How the GIF Is Taking Over the World“ – Seriously, can nobody talk about GIFs without drowning in superlatives anymore? Anyway, this is one of these articles that sums up GIF trends from the last year or so and I actually only link to it because of this: “That interactive future for photography is not yet here, but GIFs are perhaps the harbingers of what’s the come.“ Well then, bring it on:)

From Zoetrope to GIF and back
This article follows the traces of Zoetrope-like artefacts in the GIF-dominated world of animations nowadays.

Twitter’s ‘GIF Party’ Is Just a Sneaky Way for the Site to Promote Itself“ – The headline raises hopes for a critical media analysis, but after a short introduction the author presents… a list of his favourite GIFs from Twitter. m( Or should we rather call it Videos?

MEMEWARS: of gif campaigns and gamer politics“ was a short talk at the re:publica about the approach to use visual communication for political activism and what effects have to be concerned when trying to do that.

In the first 20 minutes of this ”Reply All“ podcast episode, you can hear the well researched story about the old GIF website Animation Plaza, that was full of obscure GIFs.

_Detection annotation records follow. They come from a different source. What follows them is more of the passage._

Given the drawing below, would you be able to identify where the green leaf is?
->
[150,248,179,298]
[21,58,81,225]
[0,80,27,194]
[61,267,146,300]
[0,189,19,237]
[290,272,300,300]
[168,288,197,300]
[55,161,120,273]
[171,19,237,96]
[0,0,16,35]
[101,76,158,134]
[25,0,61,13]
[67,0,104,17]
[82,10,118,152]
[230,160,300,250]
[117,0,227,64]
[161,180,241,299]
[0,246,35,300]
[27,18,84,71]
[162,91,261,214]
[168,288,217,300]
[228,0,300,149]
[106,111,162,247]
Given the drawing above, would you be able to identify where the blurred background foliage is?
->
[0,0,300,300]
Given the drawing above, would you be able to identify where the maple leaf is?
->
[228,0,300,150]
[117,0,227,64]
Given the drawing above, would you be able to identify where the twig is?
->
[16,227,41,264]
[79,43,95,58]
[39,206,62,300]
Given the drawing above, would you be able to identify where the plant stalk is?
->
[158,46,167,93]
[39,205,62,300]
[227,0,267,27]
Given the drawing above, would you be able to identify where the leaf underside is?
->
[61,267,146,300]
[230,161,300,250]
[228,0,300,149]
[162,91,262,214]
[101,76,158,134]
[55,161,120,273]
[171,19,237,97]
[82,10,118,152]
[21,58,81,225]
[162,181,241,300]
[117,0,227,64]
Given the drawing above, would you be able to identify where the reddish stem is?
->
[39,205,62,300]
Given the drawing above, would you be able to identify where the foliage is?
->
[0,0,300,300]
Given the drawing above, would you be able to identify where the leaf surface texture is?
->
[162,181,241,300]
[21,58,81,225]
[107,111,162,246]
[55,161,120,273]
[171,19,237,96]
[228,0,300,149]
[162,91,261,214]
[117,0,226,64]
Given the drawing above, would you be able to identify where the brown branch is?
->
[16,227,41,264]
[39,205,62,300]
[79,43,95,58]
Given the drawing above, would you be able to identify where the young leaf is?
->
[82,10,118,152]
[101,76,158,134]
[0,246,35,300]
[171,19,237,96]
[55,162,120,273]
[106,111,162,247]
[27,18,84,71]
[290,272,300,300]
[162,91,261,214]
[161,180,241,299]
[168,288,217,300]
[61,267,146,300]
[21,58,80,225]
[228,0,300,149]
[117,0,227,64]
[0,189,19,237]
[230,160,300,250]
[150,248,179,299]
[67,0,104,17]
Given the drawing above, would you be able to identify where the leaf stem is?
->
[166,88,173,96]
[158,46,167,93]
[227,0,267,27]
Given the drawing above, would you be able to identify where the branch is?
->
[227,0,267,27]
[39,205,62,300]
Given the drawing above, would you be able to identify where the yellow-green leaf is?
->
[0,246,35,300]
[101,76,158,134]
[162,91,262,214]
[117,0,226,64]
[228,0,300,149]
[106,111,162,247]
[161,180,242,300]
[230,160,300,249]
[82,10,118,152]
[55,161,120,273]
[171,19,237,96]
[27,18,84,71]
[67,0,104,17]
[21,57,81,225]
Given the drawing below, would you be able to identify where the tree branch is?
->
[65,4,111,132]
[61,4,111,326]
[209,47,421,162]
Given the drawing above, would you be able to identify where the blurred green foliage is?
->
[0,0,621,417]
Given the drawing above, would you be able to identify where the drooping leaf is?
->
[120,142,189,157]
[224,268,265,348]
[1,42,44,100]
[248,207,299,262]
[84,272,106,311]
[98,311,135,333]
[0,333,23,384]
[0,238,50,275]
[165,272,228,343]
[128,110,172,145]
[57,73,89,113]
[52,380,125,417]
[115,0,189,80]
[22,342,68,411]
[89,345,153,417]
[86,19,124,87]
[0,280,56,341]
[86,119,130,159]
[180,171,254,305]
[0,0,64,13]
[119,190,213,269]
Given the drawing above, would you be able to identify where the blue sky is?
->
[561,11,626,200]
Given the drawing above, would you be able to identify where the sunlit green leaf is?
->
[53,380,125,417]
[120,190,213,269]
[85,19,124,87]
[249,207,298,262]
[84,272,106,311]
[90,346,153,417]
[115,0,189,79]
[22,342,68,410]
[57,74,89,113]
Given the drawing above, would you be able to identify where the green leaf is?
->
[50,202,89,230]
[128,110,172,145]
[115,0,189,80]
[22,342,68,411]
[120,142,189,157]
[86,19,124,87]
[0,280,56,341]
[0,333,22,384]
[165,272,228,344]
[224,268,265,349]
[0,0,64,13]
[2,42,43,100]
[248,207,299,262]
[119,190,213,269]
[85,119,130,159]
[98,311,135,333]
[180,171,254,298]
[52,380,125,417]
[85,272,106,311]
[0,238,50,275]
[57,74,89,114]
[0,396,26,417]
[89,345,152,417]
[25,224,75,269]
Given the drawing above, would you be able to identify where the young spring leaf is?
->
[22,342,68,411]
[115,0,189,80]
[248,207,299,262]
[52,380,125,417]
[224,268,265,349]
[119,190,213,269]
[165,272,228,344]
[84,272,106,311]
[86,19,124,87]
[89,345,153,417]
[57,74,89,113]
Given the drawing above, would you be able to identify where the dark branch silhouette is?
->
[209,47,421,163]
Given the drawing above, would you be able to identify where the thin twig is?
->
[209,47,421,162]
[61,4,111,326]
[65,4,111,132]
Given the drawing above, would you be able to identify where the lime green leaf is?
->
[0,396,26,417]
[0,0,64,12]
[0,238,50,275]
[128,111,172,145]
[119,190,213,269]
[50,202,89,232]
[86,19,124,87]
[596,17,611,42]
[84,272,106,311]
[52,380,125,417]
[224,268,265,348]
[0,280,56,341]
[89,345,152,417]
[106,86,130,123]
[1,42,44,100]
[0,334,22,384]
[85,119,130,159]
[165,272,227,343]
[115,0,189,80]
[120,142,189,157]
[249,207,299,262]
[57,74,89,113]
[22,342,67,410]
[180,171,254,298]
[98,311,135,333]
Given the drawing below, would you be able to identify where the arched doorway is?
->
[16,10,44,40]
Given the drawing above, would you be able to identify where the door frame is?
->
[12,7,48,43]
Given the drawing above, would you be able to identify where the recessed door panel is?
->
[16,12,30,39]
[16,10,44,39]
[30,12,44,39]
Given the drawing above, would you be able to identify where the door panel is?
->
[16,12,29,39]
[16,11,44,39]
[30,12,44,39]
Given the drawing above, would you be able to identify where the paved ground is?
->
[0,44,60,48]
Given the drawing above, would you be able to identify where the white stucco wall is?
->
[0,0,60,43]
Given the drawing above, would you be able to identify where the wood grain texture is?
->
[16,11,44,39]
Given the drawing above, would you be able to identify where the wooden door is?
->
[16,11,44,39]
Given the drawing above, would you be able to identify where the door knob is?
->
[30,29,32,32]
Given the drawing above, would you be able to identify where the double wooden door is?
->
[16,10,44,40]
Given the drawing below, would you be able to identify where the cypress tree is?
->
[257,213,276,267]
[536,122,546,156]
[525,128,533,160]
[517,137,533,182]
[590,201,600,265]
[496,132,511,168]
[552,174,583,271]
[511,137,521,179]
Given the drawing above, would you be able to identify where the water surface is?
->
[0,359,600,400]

This last link is a German article that contains one aspect I’d like to mention here. German scholar Daniela Wentz, who was interviewed for this article, describes the ”Distinktionskraft“ of GIFs (one might translate it as distinction potency). By comparing GIFs to emoji, she highlights how the enormous variety of GIFs may give you an exact expression for a very specific emotion. This way, GIFs include very fine nuances that go far beyond a rather simple smiley. Of course, we all knew that, but it’s nice to have an analytical term for it.